Mein Vater war Zahnarzt, daher wusste ich einiges über Bakterien.

»Klar«, sagte Percy. »Aber wenn man die Klinge vorher erhitzt, dann nicht.«

Darauf fiel mir nichts mehr ein. Percy trug immer eine Streichholzschachtel mit sich herum. Er zündete ein Streichholz an und hielt die Messerklinge über die Flamme, bis sie schwarz von Ruß war. Dann ritzte er zuerst seinen eigenen Daumen an und danach meinen. Das brannte, fühlte sich aber trotzdem gut an, irgendwie feierlich.

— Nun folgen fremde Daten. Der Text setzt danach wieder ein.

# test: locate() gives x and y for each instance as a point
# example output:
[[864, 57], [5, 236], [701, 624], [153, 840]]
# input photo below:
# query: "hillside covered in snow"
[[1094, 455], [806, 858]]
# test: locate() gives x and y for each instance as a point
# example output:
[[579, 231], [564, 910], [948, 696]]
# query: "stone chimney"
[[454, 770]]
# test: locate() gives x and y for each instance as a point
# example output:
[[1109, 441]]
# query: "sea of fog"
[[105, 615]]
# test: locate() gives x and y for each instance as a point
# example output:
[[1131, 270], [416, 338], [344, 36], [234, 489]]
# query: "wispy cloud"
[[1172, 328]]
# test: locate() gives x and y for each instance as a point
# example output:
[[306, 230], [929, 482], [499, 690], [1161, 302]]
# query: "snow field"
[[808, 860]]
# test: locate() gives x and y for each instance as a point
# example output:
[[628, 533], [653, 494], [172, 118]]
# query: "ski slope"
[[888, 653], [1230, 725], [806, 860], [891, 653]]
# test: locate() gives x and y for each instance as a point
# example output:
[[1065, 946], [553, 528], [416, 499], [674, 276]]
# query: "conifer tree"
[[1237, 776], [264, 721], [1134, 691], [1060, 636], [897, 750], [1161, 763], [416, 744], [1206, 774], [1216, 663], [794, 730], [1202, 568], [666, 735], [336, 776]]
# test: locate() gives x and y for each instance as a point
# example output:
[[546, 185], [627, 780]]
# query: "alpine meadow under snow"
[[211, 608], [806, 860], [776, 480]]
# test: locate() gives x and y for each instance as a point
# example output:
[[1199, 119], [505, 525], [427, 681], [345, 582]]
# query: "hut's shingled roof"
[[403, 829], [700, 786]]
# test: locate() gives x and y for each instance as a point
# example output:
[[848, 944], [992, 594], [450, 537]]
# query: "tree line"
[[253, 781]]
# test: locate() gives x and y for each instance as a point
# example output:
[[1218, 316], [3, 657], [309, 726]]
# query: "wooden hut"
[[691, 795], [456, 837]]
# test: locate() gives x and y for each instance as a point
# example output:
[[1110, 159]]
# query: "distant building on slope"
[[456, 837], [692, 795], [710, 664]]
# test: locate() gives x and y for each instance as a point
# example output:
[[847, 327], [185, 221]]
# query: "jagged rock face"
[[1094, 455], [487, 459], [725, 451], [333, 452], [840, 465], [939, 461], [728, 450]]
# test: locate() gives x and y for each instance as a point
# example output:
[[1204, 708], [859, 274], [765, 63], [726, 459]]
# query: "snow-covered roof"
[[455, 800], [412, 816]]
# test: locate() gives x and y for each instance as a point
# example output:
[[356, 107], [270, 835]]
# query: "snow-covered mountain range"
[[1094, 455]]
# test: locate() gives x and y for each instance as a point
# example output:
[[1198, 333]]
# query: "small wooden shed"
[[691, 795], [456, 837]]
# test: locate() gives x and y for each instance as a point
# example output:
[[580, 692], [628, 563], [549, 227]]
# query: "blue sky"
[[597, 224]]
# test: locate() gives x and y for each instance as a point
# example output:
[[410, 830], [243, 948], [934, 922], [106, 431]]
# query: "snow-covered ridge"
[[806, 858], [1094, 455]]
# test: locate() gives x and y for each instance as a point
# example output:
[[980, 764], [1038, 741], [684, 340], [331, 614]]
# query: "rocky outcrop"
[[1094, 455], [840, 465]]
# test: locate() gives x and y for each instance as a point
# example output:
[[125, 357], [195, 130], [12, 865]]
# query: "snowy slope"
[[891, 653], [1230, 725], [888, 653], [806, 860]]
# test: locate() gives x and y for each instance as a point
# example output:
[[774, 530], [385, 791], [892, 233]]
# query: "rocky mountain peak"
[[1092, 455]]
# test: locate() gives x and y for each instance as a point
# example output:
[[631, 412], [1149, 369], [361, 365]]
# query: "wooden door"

»So«, sagte er. »Jetzt sind wir Blutsbrüder. Weißt du, was das bedeutet?«

»Nein«, sagte ich.

»Das bedeutet, dass man miteinander in die Ferien fährt«, sagte Percy. »Aber weil ich ja nicht in die Ferien fahre, muss ich bei dir mitfahren.«

Ich wusste nicht, ob ich das wollte. Zwar war Percy mein bester Freund. Aber in den Schären hatte ich eine Menge anderer Freunde. Da gab es Klas, Bengt, Ulf E. und Leif. Und dann war da noch Pia. Ich war mir nicht sicher, ob Percy zu ihnen passte. Außerdem glaubte ich nicht, dass meine Eltern es gut finden würden, wenn er mitkäme. Mein Bruder wäre jedenfalls garantiert dagegen.

Und eins wusste ich bombensicher – Großvater wollte auf keinen Fall noch mehr Kinder im Haus haben.

Mein Bruder und ich waren schon zwei zu viel.

Großvater konnte Kinder nicht ausstehen.

Erwachsene und Tiere mochte er auch nicht besonders.

»Weiß nicht«, sagte ich. »Großvater wird immer so schnell stinkwütend.«

»Das macht nichts«, sagte Percy. »Ich bin noch nie in den Schären gewesen. Und ich hab keine Angst.«

 

»Versprichst du, ihn nicht zu ärgern?«

»Du kennst mich doch.«

Genau das tat ich. Und genau das machte mir Sorgen. Wenn es jemand gab, der einfach jeden zur Weißglut bringen konnte, dann war das Percy. Aber zu einem frisch gewonnenen Blutsbruder konnte ich nicht gut Nein sagen.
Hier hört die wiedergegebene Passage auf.